Quote:
Originally Posted by indianaV8
Well post your proposals. We've made available such db with about 10^9 hands. AFAIU spadebidder is going to run allin samples against it.
Here's an EXPERIMENT.
1. Take N hands where exactly two players went all-in pre-flop, and exactly one player won (so exclude ties).
2. For each hand calculate FLOP equity, conditioned on no tie, for both players (will show how to do conditioning if needed, but very easy)
3. For each hand, keep only the equity that is >= 0.50 (if 0.50 pick whatever)
4. For each hand, note whether the player with equity >= 0.50 was the ultimate winner or not.
5. Now, consider equity intervals
[0.505,0.515) , [0.515,0.525) , ... , [0.985,0.995)
6. For each equity interval:
a. count the number of hands that fall in the interval (denote the count by TRIALS).
b. count the number of instances where the player ultimately won (denote the count by SUCCESSES)
7. For each equity interval, let MID denote its midpoint.
8. For each equity interval, calculate the quantity
EXPECTED SUCCESSES := MID * TRIALS
9. For each equity interval, calculate the quantity
DIFFERENCE := SUCCESSES - EXPECTED SUCCESSES
10. For each equity interval, calculate the quantity
STANDARD DEVIATION := sqrt( TRIALS * MID * [1 - MID] )
11. For each equity interval, calculate the quantity
OBSERVED DEVIATION := DIFFERENCE / STANDARD DEVIATION
12. Construct the following table: TABLE 1 (some hypothetical numbers inserted to facilitate description)
MID | OBSERVED DEVIATION
----------------------------------
0.51 | -0.3
0.52 | 1.2
0.53 | 0.1
...... | .....
...... | .....
...... | .....
0.99 | 1.2
----------------------------------
13. Plot TABLE 1. Call the result PLOT 1.
Now, PLOT 1 will be interesting in and by itself. But i'd like to take this a step further. Specifically:
Repeat EXPERIMENT but with the five community cards permuted.
For definiteness, let's say, repeat EXPERIMENT but with community cards reading in reverse order. This results in a graph, call it PLOT 2.
Note PLOT 1 and PLOT 2 should look pretty much the same, provided the sample is large enough (i.e. N is large enough)
I can explain further if needed.
Here are note on/rationale behind EXPERIMENT:
1. EXPERIMENT a basic summary statistics of sorts; so I think it has intrinsic value regardless of intentions behind it.
2. PLOT 1 is supposed to show whether people win as often as expected.
3. In EXPERIMENT, I take a shortcut in that I approximate each equity interval by its midpoint MID. I expect noise due to this to be minimal (one can easily obtain upper bounds on how much noise such an approximation produces, but it should be small).

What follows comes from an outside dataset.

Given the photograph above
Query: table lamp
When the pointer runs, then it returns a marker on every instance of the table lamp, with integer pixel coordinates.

4. Due to the finiteness considerations, the spectrum of flop equities will be discrete. So, one has to be a little careful about how equity intervals are chosen. In general though, I don't expect this to be an obstacle.
5. Due to finiteness considerations (also if N is not large enough), it's possible some equity intervals may not contain enough sample points in them. Should such a situation arise, one may drop the interval entirely (and then make the obvious modifications to PLOT 1).
But in general, one should observe pretty good convergence to the underlying Bernoulli distribution with as little as 100 trials. So, if for ridiculous simplicity we assume hands are pretty uniformly distributed among equity bins, then something like N = 10^4 all-in hands would suffice.
6. Comparing PLOT 1 and PLOT 2 should help reveal whether there's some structure to the order of community cards. Of course, since we're dealing with all in situations, such a structure does not impact final results, but, should it exist, it rises to proof-level that the deal is manipulated.
7. In step 1 of EXPERIMENT, I asked for hands to be all-in preflop. However, since EXPERIMENT only makes use of FLOP equities, hands going all-in on flop could also be included. But for the sake of uniformity/homogeneity in dataset, and also to allow for the production of PLOT 2, I'd like to exclude such hands.
/of notes.
One comment, the experiment is actually much easier to carry out than what may be suggested by its lengthy description/notes. One can do many variations on it. For example, one may restrict to all in situations where pot size is at least blah blah big blinds. One can look at different permutations of community cards, other than that of reverse order....etc.